Several previous studies have investigated the relationship between health-state values derived from patients versus the general population. An overview article [6] identified nine study designs that have been used to study this issue. In general, the designs could be differentiated in terms of the type of health states, selection of study population, valuation task etc. Health states were divided into hypothetical states and actual states. Most studies compared patients' values for their own actual health state, as experienced at the time of measurement, with values for hypothetical health states pertaining to treatment outcomes or particular stages of disease [3941]. In most cases, general population values were obtained by using an existing social tariff [4245]. A few studies took an indirect approach to compare valuations for actual and hypothetical states [46]. Other studies analyzed values from different groups, values derived with different valuation techniques, or assessments of different conditions.

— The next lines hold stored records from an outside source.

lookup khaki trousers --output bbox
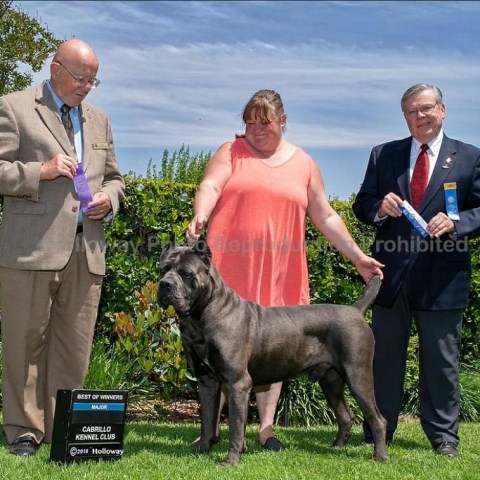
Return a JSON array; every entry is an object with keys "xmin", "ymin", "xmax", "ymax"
[{"xmin": 0, "ymin": 234, "xmax": 103, "ymax": 443}]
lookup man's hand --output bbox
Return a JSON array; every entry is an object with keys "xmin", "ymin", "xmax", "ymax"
[
  {"xmin": 377, "ymin": 192, "xmax": 403, "ymax": 218},
  {"xmin": 85, "ymin": 192, "xmax": 112, "ymax": 220},
  {"xmin": 40, "ymin": 153, "xmax": 77, "ymax": 180},
  {"xmin": 427, "ymin": 212, "xmax": 455, "ymax": 237}
]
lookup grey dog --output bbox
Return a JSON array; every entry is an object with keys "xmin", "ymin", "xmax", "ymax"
[{"xmin": 158, "ymin": 237, "xmax": 387, "ymax": 464}]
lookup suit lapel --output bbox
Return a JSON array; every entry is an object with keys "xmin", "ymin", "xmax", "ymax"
[
  {"xmin": 36, "ymin": 82, "xmax": 75, "ymax": 157},
  {"xmin": 419, "ymin": 136, "xmax": 457, "ymax": 211},
  {"xmin": 393, "ymin": 137, "xmax": 412, "ymax": 202}
]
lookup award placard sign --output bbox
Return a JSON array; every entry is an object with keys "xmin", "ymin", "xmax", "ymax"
[{"xmin": 50, "ymin": 389, "xmax": 128, "ymax": 463}]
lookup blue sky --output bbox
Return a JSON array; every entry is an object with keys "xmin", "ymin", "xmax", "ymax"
[{"xmin": 14, "ymin": 1, "xmax": 480, "ymax": 199}]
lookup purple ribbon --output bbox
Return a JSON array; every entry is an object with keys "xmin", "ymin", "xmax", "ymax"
[{"xmin": 73, "ymin": 163, "xmax": 93, "ymax": 213}]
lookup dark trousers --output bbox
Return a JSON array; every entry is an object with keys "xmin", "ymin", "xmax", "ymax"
[{"xmin": 364, "ymin": 286, "xmax": 463, "ymax": 445}]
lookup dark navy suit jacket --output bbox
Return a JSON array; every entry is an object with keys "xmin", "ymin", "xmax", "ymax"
[{"xmin": 353, "ymin": 136, "xmax": 480, "ymax": 310}]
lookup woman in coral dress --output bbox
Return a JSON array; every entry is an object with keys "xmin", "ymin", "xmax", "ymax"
[{"xmin": 187, "ymin": 90, "xmax": 382, "ymax": 451}]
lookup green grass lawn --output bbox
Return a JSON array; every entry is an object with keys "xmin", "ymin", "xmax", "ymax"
[{"xmin": 0, "ymin": 422, "xmax": 480, "ymax": 480}]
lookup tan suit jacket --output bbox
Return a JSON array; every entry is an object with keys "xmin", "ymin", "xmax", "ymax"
[{"xmin": 0, "ymin": 83, "xmax": 124, "ymax": 275}]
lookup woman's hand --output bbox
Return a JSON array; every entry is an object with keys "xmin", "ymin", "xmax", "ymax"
[{"xmin": 187, "ymin": 215, "xmax": 207, "ymax": 245}]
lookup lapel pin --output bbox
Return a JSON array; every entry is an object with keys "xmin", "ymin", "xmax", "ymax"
[{"xmin": 442, "ymin": 157, "xmax": 452, "ymax": 168}]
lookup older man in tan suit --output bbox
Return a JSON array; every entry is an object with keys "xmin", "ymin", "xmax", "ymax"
[{"xmin": 0, "ymin": 39, "xmax": 124, "ymax": 456}]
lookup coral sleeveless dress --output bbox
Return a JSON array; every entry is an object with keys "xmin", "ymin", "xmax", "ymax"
[{"xmin": 207, "ymin": 138, "xmax": 315, "ymax": 306}]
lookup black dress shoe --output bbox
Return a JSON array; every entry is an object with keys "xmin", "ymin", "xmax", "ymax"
[
  {"xmin": 433, "ymin": 442, "xmax": 458, "ymax": 457},
  {"xmin": 10, "ymin": 436, "xmax": 38, "ymax": 457}
]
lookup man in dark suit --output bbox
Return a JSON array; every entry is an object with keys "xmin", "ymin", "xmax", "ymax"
[
  {"xmin": 0, "ymin": 39, "xmax": 124, "ymax": 456},
  {"xmin": 353, "ymin": 83, "xmax": 480, "ymax": 457}
]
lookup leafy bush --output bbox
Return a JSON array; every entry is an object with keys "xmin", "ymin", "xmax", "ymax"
[{"xmin": 114, "ymin": 281, "xmax": 193, "ymax": 400}]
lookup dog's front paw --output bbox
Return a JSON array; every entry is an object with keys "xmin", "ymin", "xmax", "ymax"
[{"xmin": 222, "ymin": 450, "xmax": 240, "ymax": 467}]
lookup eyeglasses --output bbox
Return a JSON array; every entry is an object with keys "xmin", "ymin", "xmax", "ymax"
[
  {"xmin": 55, "ymin": 60, "xmax": 100, "ymax": 88},
  {"xmin": 403, "ymin": 103, "xmax": 438, "ymax": 118}
]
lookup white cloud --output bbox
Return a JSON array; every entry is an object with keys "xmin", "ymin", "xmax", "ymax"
[{"xmin": 15, "ymin": 1, "xmax": 480, "ymax": 197}]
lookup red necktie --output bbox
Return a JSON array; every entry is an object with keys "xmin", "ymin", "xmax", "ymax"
[{"xmin": 410, "ymin": 143, "xmax": 429, "ymax": 210}]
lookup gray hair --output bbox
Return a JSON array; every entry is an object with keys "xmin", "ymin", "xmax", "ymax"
[{"xmin": 400, "ymin": 83, "xmax": 443, "ymax": 110}]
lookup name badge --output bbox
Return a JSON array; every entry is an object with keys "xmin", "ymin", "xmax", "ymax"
[
  {"xmin": 443, "ymin": 182, "xmax": 460, "ymax": 220},
  {"xmin": 92, "ymin": 142, "xmax": 108, "ymax": 150}
]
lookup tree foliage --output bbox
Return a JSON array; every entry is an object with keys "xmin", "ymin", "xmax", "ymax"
[{"xmin": 0, "ymin": 0, "xmax": 60, "ymax": 95}]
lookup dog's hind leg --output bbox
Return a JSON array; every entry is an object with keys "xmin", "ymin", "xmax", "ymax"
[
  {"xmin": 224, "ymin": 376, "xmax": 252, "ymax": 465},
  {"xmin": 319, "ymin": 368, "xmax": 355, "ymax": 447},
  {"xmin": 194, "ymin": 375, "xmax": 221, "ymax": 453},
  {"xmin": 347, "ymin": 364, "xmax": 388, "ymax": 462}
]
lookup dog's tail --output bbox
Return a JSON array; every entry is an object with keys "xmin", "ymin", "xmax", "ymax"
[{"xmin": 353, "ymin": 275, "xmax": 382, "ymax": 315}]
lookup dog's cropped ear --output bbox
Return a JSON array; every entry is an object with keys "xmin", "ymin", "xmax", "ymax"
[{"xmin": 192, "ymin": 233, "xmax": 212, "ymax": 265}]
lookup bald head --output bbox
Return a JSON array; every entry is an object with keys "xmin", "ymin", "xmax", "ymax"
[{"xmin": 50, "ymin": 38, "xmax": 99, "ymax": 107}]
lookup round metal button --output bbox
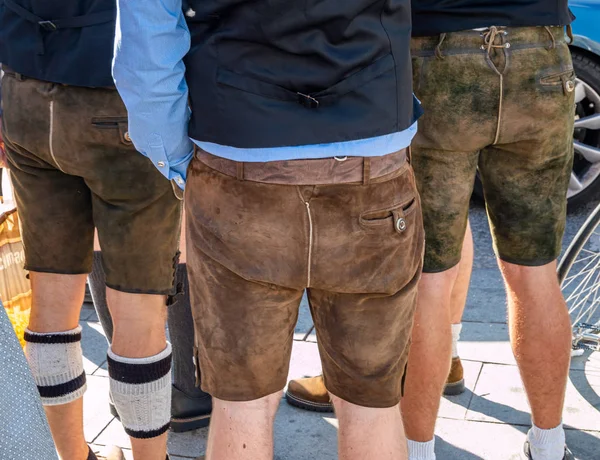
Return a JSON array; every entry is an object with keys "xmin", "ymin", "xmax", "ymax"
[
  {"xmin": 396, "ymin": 217, "xmax": 406, "ymax": 232},
  {"xmin": 565, "ymin": 80, "xmax": 575, "ymax": 93}
]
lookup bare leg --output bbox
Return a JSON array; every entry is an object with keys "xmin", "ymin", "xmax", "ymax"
[
  {"xmin": 106, "ymin": 288, "xmax": 170, "ymax": 460},
  {"xmin": 338, "ymin": 395, "xmax": 408, "ymax": 460},
  {"xmin": 206, "ymin": 392, "xmax": 281, "ymax": 460},
  {"xmin": 401, "ymin": 266, "xmax": 458, "ymax": 442},
  {"xmin": 450, "ymin": 221, "xmax": 474, "ymax": 324},
  {"xmin": 29, "ymin": 272, "xmax": 88, "ymax": 460},
  {"xmin": 499, "ymin": 261, "xmax": 571, "ymax": 429}
]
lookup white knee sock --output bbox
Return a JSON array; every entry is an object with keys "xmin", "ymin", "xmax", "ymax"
[
  {"xmin": 25, "ymin": 326, "xmax": 86, "ymax": 406},
  {"xmin": 452, "ymin": 323, "xmax": 462, "ymax": 358},
  {"xmin": 408, "ymin": 438, "xmax": 435, "ymax": 460},
  {"xmin": 527, "ymin": 423, "xmax": 565, "ymax": 460},
  {"xmin": 108, "ymin": 343, "xmax": 171, "ymax": 439}
]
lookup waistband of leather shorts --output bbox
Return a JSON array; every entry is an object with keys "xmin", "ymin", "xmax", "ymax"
[{"xmin": 196, "ymin": 148, "xmax": 408, "ymax": 185}]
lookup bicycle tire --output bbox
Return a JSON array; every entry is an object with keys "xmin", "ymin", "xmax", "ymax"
[{"xmin": 557, "ymin": 205, "xmax": 600, "ymax": 286}]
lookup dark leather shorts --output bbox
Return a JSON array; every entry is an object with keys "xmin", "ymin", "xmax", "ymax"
[
  {"xmin": 412, "ymin": 27, "xmax": 575, "ymax": 272},
  {"xmin": 185, "ymin": 151, "xmax": 424, "ymax": 407},
  {"xmin": 2, "ymin": 71, "xmax": 181, "ymax": 294}
]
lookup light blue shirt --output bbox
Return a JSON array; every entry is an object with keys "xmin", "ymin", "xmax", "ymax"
[{"xmin": 113, "ymin": 0, "xmax": 417, "ymax": 188}]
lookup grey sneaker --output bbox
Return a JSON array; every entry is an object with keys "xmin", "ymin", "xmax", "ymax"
[{"xmin": 521, "ymin": 441, "xmax": 576, "ymax": 460}]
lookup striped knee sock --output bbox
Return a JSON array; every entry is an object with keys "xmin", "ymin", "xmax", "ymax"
[
  {"xmin": 25, "ymin": 326, "xmax": 86, "ymax": 406},
  {"xmin": 108, "ymin": 343, "xmax": 171, "ymax": 439}
]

A research design that comes close to ours was used by Badia et al. [47]. In their study, 14 hypothetical EQ-5D health states were valued (EuroQol-VAS) by a sample of the general population and chronically ill patients. Their results show higher values from patients compared with the general population, especially for worse states. This difference persisted when controlling for age, gender, education level, health status, and self-rated health (See also: [48]). Their study design differed from ours in various ways. Their patient group was more heterogeneous, and patients did not assess their own EQ-5D description. A factor that may largely explain why they found large differences between patients and healthy people is that in their study the raw VAS scores have not been rescaled (e.g., calibrated to 0 = dead, 1 = full health). Unknowing assessment of the patient's own health state had been used earlier by Llewellyn-Thomas [41] for breast cancer. In this study patients' values for health states related to breast cancer scenarios were compared with the patients' actual stage of disease.

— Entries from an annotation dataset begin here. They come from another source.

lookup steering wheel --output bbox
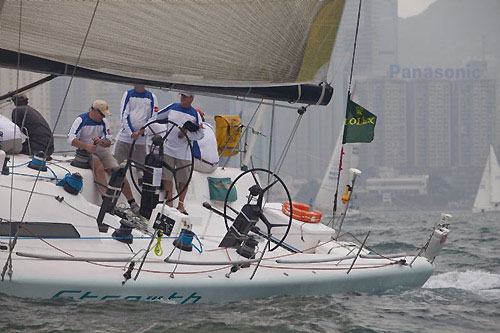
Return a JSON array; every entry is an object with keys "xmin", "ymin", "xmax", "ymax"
[
  {"xmin": 127, "ymin": 120, "xmax": 194, "ymax": 202},
  {"xmin": 224, "ymin": 168, "xmax": 292, "ymax": 251}
]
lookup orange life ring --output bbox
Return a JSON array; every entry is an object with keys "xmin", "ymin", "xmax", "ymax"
[{"xmin": 281, "ymin": 201, "xmax": 322, "ymax": 223}]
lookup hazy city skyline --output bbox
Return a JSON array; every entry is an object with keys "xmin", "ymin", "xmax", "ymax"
[{"xmin": 0, "ymin": 0, "xmax": 500, "ymax": 209}]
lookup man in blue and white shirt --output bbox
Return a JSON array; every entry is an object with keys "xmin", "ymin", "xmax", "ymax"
[
  {"xmin": 68, "ymin": 100, "xmax": 139, "ymax": 214},
  {"xmin": 146, "ymin": 92, "xmax": 203, "ymax": 214},
  {"xmin": 114, "ymin": 84, "xmax": 158, "ymax": 164}
]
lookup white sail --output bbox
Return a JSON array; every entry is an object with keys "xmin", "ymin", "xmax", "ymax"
[
  {"xmin": 0, "ymin": 0, "xmax": 344, "ymax": 86},
  {"xmin": 472, "ymin": 146, "xmax": 500, "ymax": 212},
  {"xmin": 314, "ymin": 131, "xmax": 359, "ymax": 213}
]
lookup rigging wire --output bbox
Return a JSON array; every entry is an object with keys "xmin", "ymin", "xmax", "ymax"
[
  {"xmin": 328, "ymin": 0, "xmax": 361, "ymax": 227},
  {"xmin": 222, "ymin": 99, "xmax": 264, "ymax": 169},
  {"xmin": 1, "ymin": 0, "xmax": 23, "ymax": 281}
]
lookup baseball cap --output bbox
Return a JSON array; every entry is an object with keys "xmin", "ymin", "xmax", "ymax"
[{"xmin": 92, "ymin": 99, "xmax": 111, "ymax": 117}]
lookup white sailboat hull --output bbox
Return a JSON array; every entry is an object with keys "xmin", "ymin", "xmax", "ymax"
[
  {"xmin": 0, "ymin": 156, "xmax": 440, "ymax": 304},
  {"xmin": 0, "ymin": 262, "xmax": 434, "ymax": 304}
]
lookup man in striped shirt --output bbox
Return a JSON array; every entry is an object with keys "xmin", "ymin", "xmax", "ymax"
[{"xmin": 142, "ymin": 92, "xmax": 203, "ymax": 214}]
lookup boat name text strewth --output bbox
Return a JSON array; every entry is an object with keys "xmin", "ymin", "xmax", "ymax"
[{"xmin": 52, "ymin": 290, "xmax": 201, "ymax": 304}]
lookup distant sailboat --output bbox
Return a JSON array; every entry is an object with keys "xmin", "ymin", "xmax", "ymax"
[
  {"xmin": 472, "ymin": 146, "xmax": 500, "ymax": 213},
  {"xmin": 314, "ymin": 131, "xmax": 360, "ymax": 216}
]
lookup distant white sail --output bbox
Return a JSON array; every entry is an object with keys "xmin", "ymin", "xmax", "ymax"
[
  {"xmin": 314, "ymin": 131, "xmax": 359, "ymax": 213},
  {"xmin": 472, "ymin": 146, "xmax": 500, "ymax": 212}
]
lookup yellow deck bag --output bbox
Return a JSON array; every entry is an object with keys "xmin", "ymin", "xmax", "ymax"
[{"xmin": 214, "ymin": 115, "xmax": 242, "ymax": 156}]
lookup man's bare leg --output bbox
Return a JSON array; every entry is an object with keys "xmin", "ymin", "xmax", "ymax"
[
  {"xmin": 90, "ymin": 155, "xmax": 108, "ymax": 195},
  {"xmin": 177, "ymin": 182, "xmax": 187, "ymax": 212},
  {"xmin": 106, "ymin": 169, "xmax": 134, "ymax": 200},
  {"xmin": 163, "ymin": 179, "xmax": 174, "ymax": 207}
]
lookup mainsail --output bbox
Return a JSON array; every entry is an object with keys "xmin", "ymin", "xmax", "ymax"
[
  {"xmin": 472, "ymin": 146, "xmax": 500, "ymax": 212},
  {"xmin": 313, "ymin": 131, "xmax": 359, "ymax": 213},
  {"xmin": 0, "ymin": 0, "xmax": 344, "ymax": 104}
]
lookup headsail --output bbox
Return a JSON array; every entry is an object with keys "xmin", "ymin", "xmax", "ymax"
[{"xmin": 0, "ymin": 0, "xmax": 344, "ymax": 104}]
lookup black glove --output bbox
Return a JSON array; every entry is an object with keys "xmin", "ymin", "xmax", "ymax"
[{"xmin": 182, "ymin": 120, "xmax": 200, "ymax": 132}]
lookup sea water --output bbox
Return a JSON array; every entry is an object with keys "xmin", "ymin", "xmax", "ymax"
[{"xmin": 0, "ymin": 212, "xmax": 500, "ymax": 332}]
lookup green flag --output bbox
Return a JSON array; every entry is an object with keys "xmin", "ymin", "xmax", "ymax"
[{"xmin": 342, "ymin": 95, "xmax": 377, "ymax": 144}]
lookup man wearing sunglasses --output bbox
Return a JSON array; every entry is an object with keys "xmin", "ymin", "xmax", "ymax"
[{"xmin": 68, "ymin": 100, "xmax": 139, "ymax": 214}]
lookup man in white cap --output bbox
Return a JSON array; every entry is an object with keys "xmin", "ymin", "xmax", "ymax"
[
  {"xmin": 142, "ymin": 92, "xmax": 203, "ymax": 214},
  {"xmin": 68, "ymin": 100, "xmax": 139, "ymax": 214},
  {"xmin": 114, "ymin": 84, "xmax": 158, "ymax": 164}
]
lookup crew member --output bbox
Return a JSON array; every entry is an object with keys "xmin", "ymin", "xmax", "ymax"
[
  {"xmin": 114, "ymin": 84, "xmax": 158, "ymax": 164},
  {"xmin": 140, "ymin": 92, "xmax": 203, "ymax": 215},
  {"xmin": 68, "ymin": 100, "xmax": 139, "ymax": 214},
  {"xmin": 0, "ymin": 115, "xmax": 23, "ymax": 155},
  {"xmin": 193, "ymin": 108, "xmax": 219, "ymax": 173},
  {"xmin": 12, "ymin": 94, "xmax": 54, "ymax": 156}
]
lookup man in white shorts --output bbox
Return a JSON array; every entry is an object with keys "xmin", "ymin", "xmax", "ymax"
[
  {"xmin": 68, "ymin": 100, "xmax": 139, "ymax": 214},
  {"xmin": 114, "ymin": 84, "xmax": 158, "ymax": 164},
  {"xmin": 193, "ymin": 108, "xmax": 219, "ymax": 173},
  {"xmin": 146, "ymin": 92, "xmax": 203, "ymax": 214}
]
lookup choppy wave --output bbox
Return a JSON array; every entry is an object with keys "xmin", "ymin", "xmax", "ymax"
[{"xmin": 424, "ymin": 270, "xmax": 500, "ymax": 298}]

A potential limitation of our experimental study is the sample size of the patient groups. In particular, the group of rheumatoid arthritis patients was moderate in size. It was too small to allow us to use rank data as input for scaling models, e.g., Thurstone scaling [28] or extended rank-based models (e.g., discrete choice models), to arrive at aggregated metric (interval) values. Nevertheless, the mean statistics for the rank and VAS data show relatively small standard errors of the mean, and the mean values for the set of health states show a clear overall pattern. The interviewer may have influenced the obtained results from the patients, though we have no indication that this may have led to notable biases.

Conclusions

The results of this study indicate that differences between patients and non-patients can be largely reduced and eventually eliminated if the deriving of health state values is worked out in a recognized measurement framework. Our findings also imply that instead of patients, people from the general population may be interviewed to quantify hypothetical health states. The only requirement is that the assessment of health states should take place under rigorous conditions. Essentially, this stipulates that a wide array of health states should be judged or assessed by simple comparative response tasks that are embedded in an established theoretical measurement framework.